The Judge was also unpersuaded by Mr S  ’s evidence that the bamboo was so thick as to be impenetrable. That is not a point he has taken on appeal. Had he done so, it would have been unavailing.

Unanswered questions

[28]     Had that been all the relevant evidence actually or potentially, I would see no basis to question further the Judge’s conclusion that Mr S   committed the offence. There are, however, two aspects of the evidence that were neither fully developed, nor answered, and cause me disquiet.

[29]     The first is that the basis for Mr S  ’s denial of the offence, as I have set it out, never assumed the prominence that it required.
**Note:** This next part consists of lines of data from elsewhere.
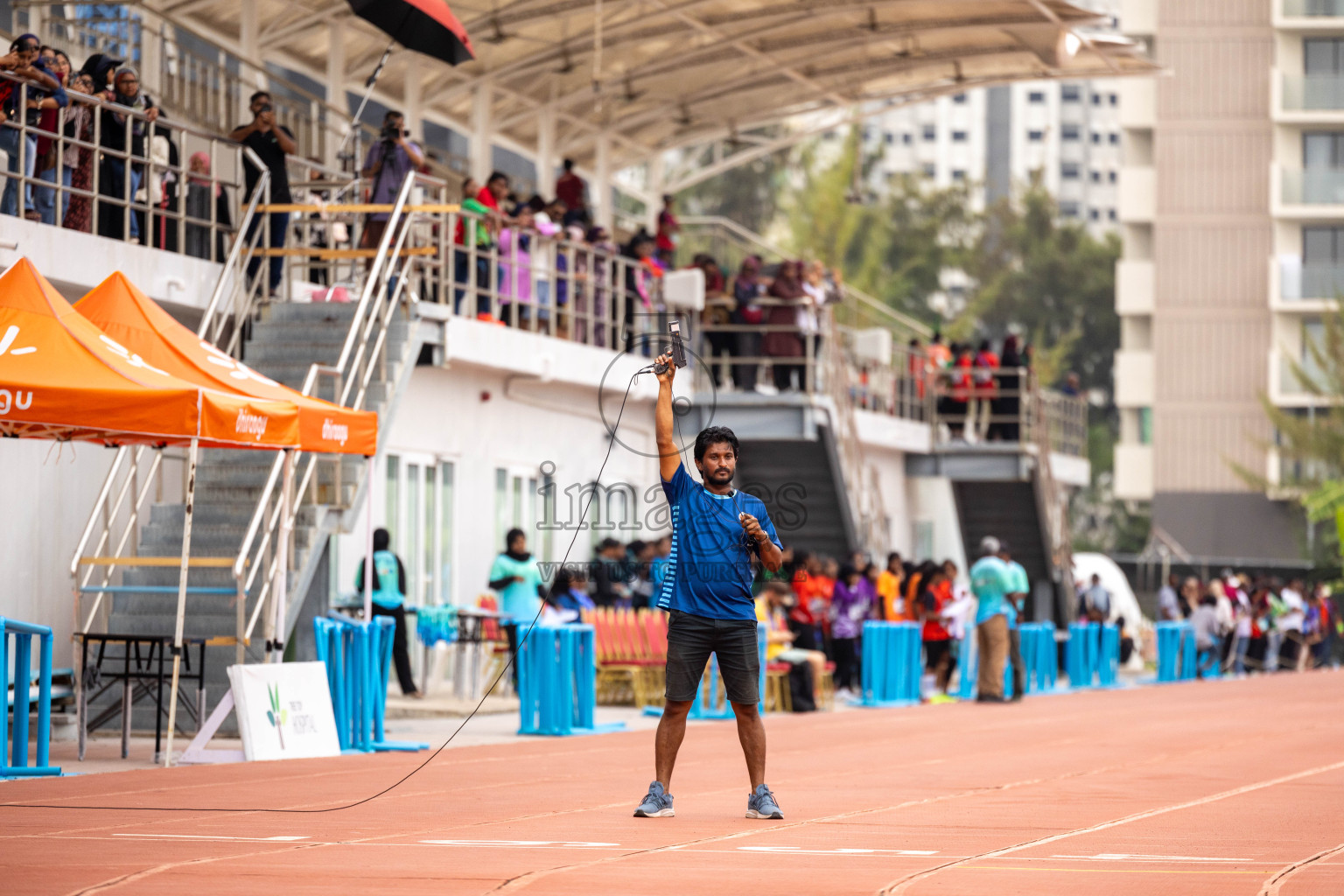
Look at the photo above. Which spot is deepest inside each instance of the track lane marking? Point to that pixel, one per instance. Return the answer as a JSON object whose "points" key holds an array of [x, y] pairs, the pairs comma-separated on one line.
{"points": [[903, 884]]}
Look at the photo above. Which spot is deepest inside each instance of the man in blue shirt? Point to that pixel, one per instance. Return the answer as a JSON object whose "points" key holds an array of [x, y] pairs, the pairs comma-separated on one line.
{"points": [[1018, 592], [706, 590], [990, 584]]}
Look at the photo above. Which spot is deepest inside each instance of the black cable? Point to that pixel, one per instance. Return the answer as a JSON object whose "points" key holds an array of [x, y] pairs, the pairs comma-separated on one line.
{"points": [[512, 657]]}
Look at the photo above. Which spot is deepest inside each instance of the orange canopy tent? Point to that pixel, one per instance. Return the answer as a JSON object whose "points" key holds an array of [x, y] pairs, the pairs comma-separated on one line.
{"points": [[136, 321], [62, 378]]}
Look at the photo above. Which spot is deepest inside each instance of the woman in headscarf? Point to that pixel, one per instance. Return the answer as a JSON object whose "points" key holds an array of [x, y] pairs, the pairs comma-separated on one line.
{"points": [[785, 344], [122, 133], [80, 158], [205, 193]]}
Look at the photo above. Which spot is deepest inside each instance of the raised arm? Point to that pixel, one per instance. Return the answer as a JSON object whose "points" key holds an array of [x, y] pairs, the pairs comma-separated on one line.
{"points": [[669, 457]]}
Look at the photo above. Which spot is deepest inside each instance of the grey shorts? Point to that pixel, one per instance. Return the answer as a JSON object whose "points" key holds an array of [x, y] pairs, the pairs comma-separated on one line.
{"points": [[692, 639]]}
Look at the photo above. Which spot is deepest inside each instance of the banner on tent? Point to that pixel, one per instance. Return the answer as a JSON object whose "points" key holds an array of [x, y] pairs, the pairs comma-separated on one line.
{"points": [[284, 710]]}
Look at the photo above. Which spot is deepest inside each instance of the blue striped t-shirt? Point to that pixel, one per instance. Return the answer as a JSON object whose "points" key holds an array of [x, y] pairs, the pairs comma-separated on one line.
{"points": [[710, 566]]}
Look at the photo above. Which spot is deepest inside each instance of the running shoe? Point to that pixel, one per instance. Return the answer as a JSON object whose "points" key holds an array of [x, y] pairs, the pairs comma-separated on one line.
{"points": [[762, 805], [657, 803]]}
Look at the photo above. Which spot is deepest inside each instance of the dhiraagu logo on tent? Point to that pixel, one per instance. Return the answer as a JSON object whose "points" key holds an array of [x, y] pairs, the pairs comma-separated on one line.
{"points": [[276, 717]]}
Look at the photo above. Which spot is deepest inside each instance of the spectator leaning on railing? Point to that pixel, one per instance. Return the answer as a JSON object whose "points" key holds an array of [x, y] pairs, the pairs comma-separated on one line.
{"points": [[22, 148], [272, 143]]}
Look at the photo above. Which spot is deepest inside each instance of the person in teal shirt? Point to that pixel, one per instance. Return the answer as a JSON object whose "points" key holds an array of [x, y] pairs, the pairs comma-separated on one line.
{"points": [[1015, 601], [990, 582], [388, 579]]}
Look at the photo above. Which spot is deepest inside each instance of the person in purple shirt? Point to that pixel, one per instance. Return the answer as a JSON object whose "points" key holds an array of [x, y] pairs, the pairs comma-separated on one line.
{"points": [[388, 163], [850, 606]]}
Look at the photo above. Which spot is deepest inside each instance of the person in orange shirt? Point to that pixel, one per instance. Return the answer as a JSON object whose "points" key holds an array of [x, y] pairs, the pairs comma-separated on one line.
{"points": [[889, 589]]}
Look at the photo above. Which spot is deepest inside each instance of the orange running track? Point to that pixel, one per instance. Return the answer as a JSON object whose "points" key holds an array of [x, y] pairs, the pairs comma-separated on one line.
{"points": [[1199, 788]]}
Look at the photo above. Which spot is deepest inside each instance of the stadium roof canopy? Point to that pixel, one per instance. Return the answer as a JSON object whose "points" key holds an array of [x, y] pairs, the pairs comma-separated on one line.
{"points": [[614, 82]]}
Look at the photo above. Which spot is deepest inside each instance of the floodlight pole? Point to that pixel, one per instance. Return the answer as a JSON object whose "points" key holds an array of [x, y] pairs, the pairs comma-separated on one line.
{"points": [[354, 122], [182, 595]]}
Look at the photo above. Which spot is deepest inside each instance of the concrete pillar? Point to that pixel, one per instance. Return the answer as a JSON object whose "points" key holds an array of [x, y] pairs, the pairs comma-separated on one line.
{"points": [[336, 89], [411, 97], [483, 132], [546, 161], [599, 190], [248, 42], [654, 193]]}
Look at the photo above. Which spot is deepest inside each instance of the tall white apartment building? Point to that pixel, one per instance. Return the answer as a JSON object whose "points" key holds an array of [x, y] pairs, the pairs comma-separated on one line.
{"points": [[995, 137]]}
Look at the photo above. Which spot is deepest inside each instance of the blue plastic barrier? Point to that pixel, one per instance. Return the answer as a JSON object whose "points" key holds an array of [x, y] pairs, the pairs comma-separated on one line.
{"points": [[359, 657], [1040, 654], [434, 625], [1176, 655], [18, 738], [556, 682], [1092, 655], [890, 670]]}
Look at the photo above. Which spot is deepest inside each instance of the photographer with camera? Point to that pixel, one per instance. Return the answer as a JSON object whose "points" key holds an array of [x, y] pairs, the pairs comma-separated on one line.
{"points": [[388, 163], [272, 143]]}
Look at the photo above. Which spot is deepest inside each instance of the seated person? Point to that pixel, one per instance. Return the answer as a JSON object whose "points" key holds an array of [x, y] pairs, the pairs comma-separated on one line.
{"points": [[773, 610]]}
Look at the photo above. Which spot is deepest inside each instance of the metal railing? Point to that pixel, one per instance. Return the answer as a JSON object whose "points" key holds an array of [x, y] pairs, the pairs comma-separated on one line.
{"points": [[198, 78], [110, 171], [386, 290], [1312, 8]]}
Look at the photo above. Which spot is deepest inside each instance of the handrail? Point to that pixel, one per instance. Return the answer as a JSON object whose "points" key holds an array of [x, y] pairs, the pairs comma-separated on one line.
{"points": [[228, 274]]}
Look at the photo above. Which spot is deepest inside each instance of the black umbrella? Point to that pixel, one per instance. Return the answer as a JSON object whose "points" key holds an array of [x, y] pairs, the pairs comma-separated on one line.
{"points": [[425, 25]]}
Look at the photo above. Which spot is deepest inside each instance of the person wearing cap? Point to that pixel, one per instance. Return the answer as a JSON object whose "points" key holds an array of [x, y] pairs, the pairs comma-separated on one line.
{"points": [[35, 88], [990, 582], [1015, 602]]}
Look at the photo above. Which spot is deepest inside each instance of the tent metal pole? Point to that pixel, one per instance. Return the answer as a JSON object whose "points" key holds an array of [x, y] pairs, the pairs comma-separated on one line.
{"points": [[286, 526], [368, 540], [182, 597]]}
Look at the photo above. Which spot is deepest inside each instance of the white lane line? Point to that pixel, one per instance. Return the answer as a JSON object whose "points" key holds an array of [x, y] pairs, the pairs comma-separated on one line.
{"points": [[900, 887], [255, 840], [800, 850], [1132, 858]]}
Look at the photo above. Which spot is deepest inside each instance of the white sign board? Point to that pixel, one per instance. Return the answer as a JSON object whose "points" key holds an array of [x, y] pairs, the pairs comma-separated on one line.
{"points": [[284, 710]]}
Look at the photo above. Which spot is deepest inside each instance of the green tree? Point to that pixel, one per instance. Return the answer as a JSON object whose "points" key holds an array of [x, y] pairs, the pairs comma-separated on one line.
{"points": [[1053, 280]]}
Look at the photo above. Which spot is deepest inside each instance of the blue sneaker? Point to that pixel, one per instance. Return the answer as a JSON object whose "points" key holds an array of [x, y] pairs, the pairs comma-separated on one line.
{"points": [[657, 803], [762, 805]]}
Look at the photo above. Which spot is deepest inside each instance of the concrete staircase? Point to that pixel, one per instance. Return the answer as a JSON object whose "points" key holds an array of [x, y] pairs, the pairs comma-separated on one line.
{"points": [[284, 344]]}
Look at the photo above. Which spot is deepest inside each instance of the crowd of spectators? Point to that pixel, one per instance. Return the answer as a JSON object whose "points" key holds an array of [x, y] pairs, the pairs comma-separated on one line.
{"points": [[1254, 624]]}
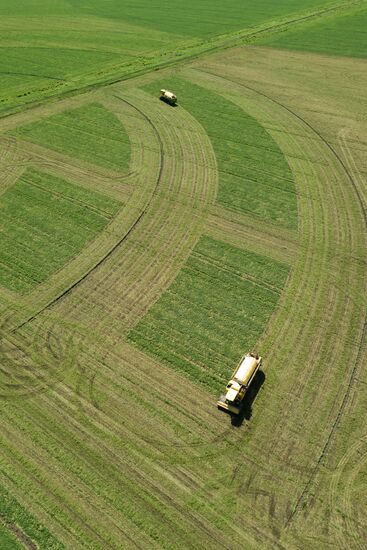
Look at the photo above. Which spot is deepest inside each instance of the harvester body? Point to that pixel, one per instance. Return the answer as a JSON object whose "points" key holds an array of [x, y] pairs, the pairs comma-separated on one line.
{"points": [[168, 96], [240, 382]]}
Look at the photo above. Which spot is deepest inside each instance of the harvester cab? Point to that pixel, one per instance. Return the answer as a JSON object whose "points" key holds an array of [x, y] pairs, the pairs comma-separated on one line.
{"points": [[168, 97], [237, 387]]}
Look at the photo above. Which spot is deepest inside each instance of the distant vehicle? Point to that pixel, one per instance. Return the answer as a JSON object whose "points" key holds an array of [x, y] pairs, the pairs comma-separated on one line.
{"points": [[168, 96], [240, 382]]}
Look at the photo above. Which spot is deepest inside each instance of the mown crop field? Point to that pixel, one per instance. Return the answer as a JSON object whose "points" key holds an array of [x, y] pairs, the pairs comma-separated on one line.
{"points": [[52, 48], [145, 248], [343, 35]]}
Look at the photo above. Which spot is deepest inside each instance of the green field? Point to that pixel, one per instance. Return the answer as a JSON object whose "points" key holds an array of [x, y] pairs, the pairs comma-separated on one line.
{"points": [[72, 44], [17, 516], [90, 133], [146, 248], [341, 35], [254, 176], [216, 308], [45, 222]]}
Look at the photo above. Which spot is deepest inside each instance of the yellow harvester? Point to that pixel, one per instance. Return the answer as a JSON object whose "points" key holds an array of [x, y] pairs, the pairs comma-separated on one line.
{"points": [[167, 96], [239, 383]]}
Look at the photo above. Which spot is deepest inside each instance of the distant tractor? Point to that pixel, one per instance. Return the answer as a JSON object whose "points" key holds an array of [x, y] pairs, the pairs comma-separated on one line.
{"points": [[240, 382], [169, 97]]}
It was and is in essence this. At 8 pm, when Mr Reece complained that Mr S   committed the offence of which he was convicted  and  against  which  his  appeal  now  lies, Mr S   contends, Mr Reece was not moving blocks on his own property. He was wilfully damaging Mr S  ’s bamboo.

[30]     Mr  S  ’s  counsel  questioned  Mr  Reece  closely  as  to  his  own account but only as he was concluding did he put, and briefly, the essence of Mr S  ’s defence. Mr Reece admitted to wilfully damaging the bamboo but appeared to say that this was later and as a ‘tit for tat’ response. Mr S  ’s counsel did not then press Mr Reece with Mr S  ’s account. Nor did he take it up with the officer in charge of the case. The effect was to leave unanswered on the evidence as a whole a question touching how comprehensive or accurate Mr Reece’s evidence was.

[31]     Secondly, while the Judge was right to say that Mark’s evidence confirmed Mr Reece’s evidence and, if accepted, was definitive, there was a whole element of Mark’s evidence, especially when contrasted with the statement he had made when interviewed, which at least puts in question how comprehensive or accurate his evidence was also.

[32]     In his evidence in chief, it will be recalled, he said that he had seen the object again, three days later, when working with Mr Reece on the roof; it was then leaning against Mr S  ’s garden shed. Then, when cross-examined on his statement when he and his father complained on 28 February, he agreed that he had first said instead that he had climbed the roof perhaps two hours after the incident, and he had seen the item against the shed and Mr S   carrying it away.

[33]     Beginning first with what he says he saw in the later evening on 27 February, these questions arise. Why at that hour of night did he go up on the roof? What was he able to see? If he saw what he said he saw, why did he not tell Mr Reece or the officer? How likely is it that three days later he would have seen the object against the shed, if two days before the constable had not found it? Why did he not tell Mr Reece? Why did Mr Reece not take it up with the police?

[34]     There is another aspect of Mark’s statement when interviewed, not before the Judge in evidence but which I have seen, in which he describes seeing Mr S   on the evening of the incident, seemingly at the time of the offence he and his father complain of, but from a point closer to the hedge. Yet that did not form part of his evidence. Nor was it put to him. Again that is complicating.

Conclusions

[35]     These unanswered questions, in retrospect and on the record, raise questions fairly or unfairly about Mr Reece’s and Mark’s credibility. Conversely, they tend to buttress Mr S  ’s evidence, and that of his wife, especially Mr Reece’s concession of his own offence. On the evidence as a whole there has to be a reasonable doubt. The conviction seems to me to be unsafe and the appeal will be allowed.

[36]     I do not see any purpose in remitting the case for rehearing. The incident happened on 27 February. The bond the Judge ordered was to deter, not punish, Mr S  . Should there be any further offending, that can be answered as and when  it  happens.  The  conviction  will  be  set  aside,  as  will  be  the  order  of  Mr

S   to enter into a bond and pay witnesses expenses.